Monday, March 02, 2009

hafta sonu samsundaydık. cuma günü eve geldiğimde sefa haka işleri bitirememişti, daha doğrusu ütüleri. ben işten geldikten sonra da devam eder diye düşünmüş. ama annemlere gideceğimiz için ütüsüz çamaşırlar arasından en çok lazım olanlarını seçtik ve tütüledi. o arada ben de valizi hazırladım. mehmet geldi ve sefa gidince biz de evden çıktık. yolda bayağı yağmur yağdı. mehmet kendi arabasıyla yola çıktığı için bayağı pişman oldu. onun arabası bakıma gireceği ve lastikler değişeceği için benim arabayı evde bıraktık. eve vardığımızda karnımız bayağı acıkmıştı ve hemen yemeğimizi yedik. annem ve babamla yakında yapacakları kutsal yolculukla ilgili konuştuk. geç vakitte berat gelince biraz da onunla konuştuk, zaten annemlerde tv'yi onun odasında seyrediyoruz.
cumartesi güya erkenden kalkıp servise gidecektik. ama orada olmamız gereken saatte biz saati kurmadığımız için hala evdeydik. hızlı bir şekilde kahvaltı edip evden çıktık. arabayı servise bırakıp, beratın arabasıyla şehire alışverişe gittik. alışveriş sonrası mehmetin arkadaşlarıyla buluşacaktık ama onlar ev gezmesine gittikleri için yemeğimizi yedik, arabamızı alıp sinemaya gittik. sinemaya tam vaktinde yetiştik. son zamanlarda seyrettiğim en muhteşem filmdi, slumdog millionaire.
 
Posted by Picasa
bence aldığı bütün oscarları haketmiş. çok eğlendim ve senemadan çıktığımda ağzım kulaklarımdaydı. mutlaka gitmeyenlere tavsiye ediyorum.
akşam eve geldiğimizde annem ve babamla konuşurken aklım hep filmdeydi. onlara aldıklarımı gösterdim ve daha ciddi bir konuda konuştuk. ilerleyen saatte de beratla konuştum.
ertesi gün kahvaltıda kıymalı pide vardı ve babam hala gelememişti (pidelerle birlikte). annem ablamları ve hidayetleri de davet etmiş. annemin mutfağa hazırladığı kahvaltıyı salona taşıdık. ablamlar ve babam geldiler. hido daha sonra geldi. güzel bir kahvaltı oldu. kahvaltı sonrası da bayağı oturup, çay içip sohbet ettik. ilerleyen saatlerde mehmetle şehire gittik. beni kuaföre bıraktı kendisi beni 2.5 saat beklemek zorunda kaldı. çıkışta o kadar beklettiğim için üzüldüm ama elimden gelen birşey yok.
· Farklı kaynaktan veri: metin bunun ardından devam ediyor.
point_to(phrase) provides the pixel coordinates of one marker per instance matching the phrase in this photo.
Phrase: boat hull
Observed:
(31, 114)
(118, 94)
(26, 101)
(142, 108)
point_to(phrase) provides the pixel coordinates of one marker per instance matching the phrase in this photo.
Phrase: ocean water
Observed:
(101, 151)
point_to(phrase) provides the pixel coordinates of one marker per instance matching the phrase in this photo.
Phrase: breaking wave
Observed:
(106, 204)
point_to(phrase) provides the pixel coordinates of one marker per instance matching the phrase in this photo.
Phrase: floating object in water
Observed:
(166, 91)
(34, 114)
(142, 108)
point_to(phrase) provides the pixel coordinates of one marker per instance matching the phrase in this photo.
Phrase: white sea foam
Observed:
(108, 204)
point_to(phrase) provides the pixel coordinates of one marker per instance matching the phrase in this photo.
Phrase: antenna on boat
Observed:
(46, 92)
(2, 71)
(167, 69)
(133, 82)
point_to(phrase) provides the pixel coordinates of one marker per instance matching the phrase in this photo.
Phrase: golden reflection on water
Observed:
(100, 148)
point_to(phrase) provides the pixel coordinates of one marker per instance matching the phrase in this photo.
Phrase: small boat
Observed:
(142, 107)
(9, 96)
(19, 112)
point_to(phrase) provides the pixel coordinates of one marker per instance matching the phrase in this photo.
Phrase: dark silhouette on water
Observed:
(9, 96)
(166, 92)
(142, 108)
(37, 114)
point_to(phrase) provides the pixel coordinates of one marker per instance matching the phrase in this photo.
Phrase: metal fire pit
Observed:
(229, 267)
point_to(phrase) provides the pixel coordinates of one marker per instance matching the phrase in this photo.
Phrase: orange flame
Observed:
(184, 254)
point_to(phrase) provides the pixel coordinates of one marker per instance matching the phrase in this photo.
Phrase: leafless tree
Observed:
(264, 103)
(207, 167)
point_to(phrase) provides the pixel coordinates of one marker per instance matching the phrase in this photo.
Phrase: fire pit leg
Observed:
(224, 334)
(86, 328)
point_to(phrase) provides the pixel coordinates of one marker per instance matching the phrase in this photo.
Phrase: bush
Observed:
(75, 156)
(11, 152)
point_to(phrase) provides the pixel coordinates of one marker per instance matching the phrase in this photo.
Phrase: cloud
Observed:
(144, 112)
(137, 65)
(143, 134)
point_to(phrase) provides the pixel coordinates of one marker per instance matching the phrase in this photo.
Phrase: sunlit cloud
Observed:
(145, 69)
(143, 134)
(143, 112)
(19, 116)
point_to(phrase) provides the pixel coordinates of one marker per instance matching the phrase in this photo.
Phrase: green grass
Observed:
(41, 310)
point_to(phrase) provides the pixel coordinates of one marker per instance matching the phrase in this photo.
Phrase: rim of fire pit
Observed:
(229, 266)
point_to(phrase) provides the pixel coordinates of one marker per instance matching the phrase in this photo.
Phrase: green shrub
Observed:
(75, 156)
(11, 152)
Allahtan geçen seferki gibi 5 saat sürmedi. çıkışta alıpveriş merkezine millete hediye almak için gittik. esseden tümünü almak zorunda kaldık. çünkü amcamlar bizi görmeye gelmişler. hızlıca eve hareket ettik. bu arada kendimize istanbuldan alamadığım istanbul çay bardağı takımından ikili aldık. ama sanırım bir dahaki sefere misafirler için de altılısını alacağız.
 
Posted by Picasa
akşam amcamlar ve ablamlarla oturduk. canım benim muhammed erkeklerin servisinde bana yardımcı oldu. meyveleri o götürüp servis yaptı.
bu sabah erkenden kalkıp yola çıktık. annem bizi yolcu etti. ilk defa yol kısa geldi. hastaneye tabiiki geç kaldım. ben üsütümü eğiştirip içeri ööyle bir baktım ve sonra dışarı çıktığımda başhekimle karşılaştık. neden geciktiğimi sordu. samsuna gittiğimi söyleyince 'akşam gitsen adam izin vermiyor mu?' dedi. Allah Allah adam dediği kim dedim kendi kendime, mehmetten bahsediyormuş. öğleden sonra temyiz için başvuramya adliyeye gittim. işler beklediğimden de uzun sürdü. sonuçta bugün poliklinik de yapmadım yani hiç çalışmadım.

mimlenmek

akşam sayfayı açtığımda baktım bissürü gelen giden olmuş, gelenler koyubeyazdan. bana bir de yorum bırakmış, ödül falan diye. sonra onun sayfasına baktım. sağolsun beni mimlemiş, en sevdiği bloglar arasında göstermiş. ben de kendisini çok severim. onun sayfasını bir müddet takip ettikten sonra ben de ajandadan blog alemine geçebilirim diye düşünmüştüm. sağolsun benim onu takip ettiğim gibi o da beni hep takip etti. şimdi de beni mimlemiş, ama hatırlarsa daha önce de beni mimlemişti ve ben yine oyun bozanlık edip sadece teşeşkür edip devamını getirmemiştim. napayım tembelim ben. millet mimlendiğinde merakla okuyorum ama sıra bana geldinde üstüme tembellik çöküyor ve ben kimseyi mimleyemiyorum. bu belki de blog aleminde kendisi ve portakal ağacı dışında kimse ile samimi olmamamdan kaynaklanıyor da olabilir. ben de en azından sevdiğim ve takip ettiğim blogların linklerini koyayım: koyubeyazın da listesinde olan begonvil, son zamanlarda keşfettim. sofraları çok şık ve zevkimiz biraz benziyor. sonra cafe fernando var. yaptığı güzel pastalar ve şık sunumlarıyla bir de güzel tabak, çanak ve çatal, kaşıklarıyla büyük bir ilgiyle takip ediyorum ve de bazı tariflerini uygulamaya çalışıyorum. bazılarını ise uygularım diye masaüstüne kaydediyorum. bu ikisini sayarken portakal ağacını unutmadım tabii ki. kendi blogumdan sonra muhakkak hatice ne yapmış diye bakarım. bu sene genelde yabancı sayfalara bakıyorum, dekorasyonla ilgili olanlarına. işte bazıları madebygirl, marakeşli maryam, habituallychic ve en sevdiklerimden biri de desire to inspire, şimdi tekrar baktım da ne muhteşem bir sayfa.